Washington: Scientists have explained how human neural stem cells repair cognitive function after cancer treatments.
According to UC Irvine researchers, stem cell treatments are showing promise for reversing learning and memory deficits after chemotherapy.
In preclinical studies using rodents, they found that stem cells transplanted one week after the completion of a series of chemotherapy sessions restored a range of cognitive functions, as measured one month later using a comprehensive platform of behavioral testing. In contrast, rats not treated with stem cells showed significant learning and memory impairment.

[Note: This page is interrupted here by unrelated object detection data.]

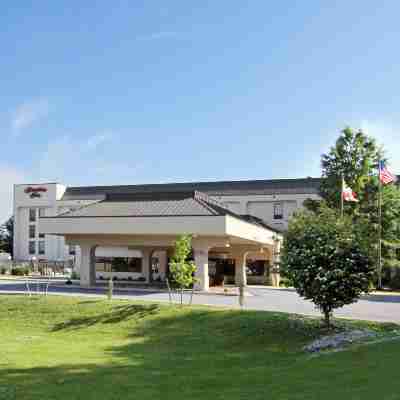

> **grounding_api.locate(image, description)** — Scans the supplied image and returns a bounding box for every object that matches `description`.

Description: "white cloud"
[11,98,49,135]
[86,132,113,150]
[360,120,400,174]
[0,165,29,224]
[136,31,178,41]
[36,135,139,186]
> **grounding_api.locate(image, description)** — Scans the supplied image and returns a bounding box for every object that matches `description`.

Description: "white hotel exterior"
[14,178,320,290]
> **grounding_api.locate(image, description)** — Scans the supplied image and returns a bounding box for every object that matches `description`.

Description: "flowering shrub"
[281,208,374,326]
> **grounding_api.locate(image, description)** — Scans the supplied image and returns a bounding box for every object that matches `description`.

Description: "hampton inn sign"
[24,186,47,199]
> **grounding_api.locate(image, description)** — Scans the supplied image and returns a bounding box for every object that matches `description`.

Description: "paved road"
[0,281,400,323]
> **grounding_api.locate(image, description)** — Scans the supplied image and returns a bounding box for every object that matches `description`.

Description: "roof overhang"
[39,215,279,245]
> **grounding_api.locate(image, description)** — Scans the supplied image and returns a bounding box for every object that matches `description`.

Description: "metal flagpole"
[378,160,382,289]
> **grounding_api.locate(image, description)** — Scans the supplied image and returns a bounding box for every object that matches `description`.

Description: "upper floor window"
[39,240,46,254]
[29,208,36,222]
[29,225,36,239]
[68,244,76,256]
[274,203,283,219]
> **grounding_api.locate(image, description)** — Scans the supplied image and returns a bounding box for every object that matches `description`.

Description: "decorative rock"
[304,330,377,353]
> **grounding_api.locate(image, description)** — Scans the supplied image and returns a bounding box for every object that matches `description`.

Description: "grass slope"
[0,296,400,400]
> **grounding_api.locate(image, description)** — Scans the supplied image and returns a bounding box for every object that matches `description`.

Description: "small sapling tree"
[281,208,374,328]
[169,235,196,305]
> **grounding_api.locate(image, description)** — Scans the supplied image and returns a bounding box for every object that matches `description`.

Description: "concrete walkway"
[0,280,400,323]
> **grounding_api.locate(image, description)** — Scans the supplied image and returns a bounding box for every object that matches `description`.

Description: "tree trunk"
[323,309,331,329]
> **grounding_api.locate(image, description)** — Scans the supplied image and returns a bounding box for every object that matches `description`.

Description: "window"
[128,258,142,273]
[29,208,36,222]
[29,240,36,254]
[39,240,46,254]
[247,260,267,276]
[274,203,283,219]
[29,225,36,239]
[96,257,142,273]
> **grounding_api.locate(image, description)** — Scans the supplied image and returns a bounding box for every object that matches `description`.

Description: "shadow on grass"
[52,302,159,332]
[361,294,400,303]
[0,304,397,400]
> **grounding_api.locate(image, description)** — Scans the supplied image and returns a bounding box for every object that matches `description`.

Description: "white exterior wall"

The frequent use of chemotherapy to combat multiple cancers could produce severe cognitive dysfunction, often referred to as "chemobrain," which can persist and manifest in many ways long after the end of treatments in as many as 75 percent of survivors - a problem of particular concern with pediatric patients.
Charles Limoli, a UCI professor of radiation oncology, said that the findings provide the first solid evidence that transplantation of human neural stem cells can be used to reverse chemotherapeutic-induced damage of healthy tissue in the brain.
For the study, adult neural stem cells were transplanted into the brains of rats after chemotherapy. They migrated throughout the hippocampus, where they survived and differentiated into multiple neural cell types. Additionally, these cells triggered the secretion of neurotrophic growth factors that helped rebuild wounded neurons.
Importantly, Limoli and his colleagues found that engrafted cells protected the host neurons, thereby preventing the loss or promoting the repair of damaged neurons and their finer structural elements, referred to as dendritic spines.
The study suggests that stem cell therapies may one day be implemented in the clinic to provide relief to patients suffering from cognitive impairments incurred as a result of their cancer treatments, Limoli said.
The results appear in the journal Cancer Research.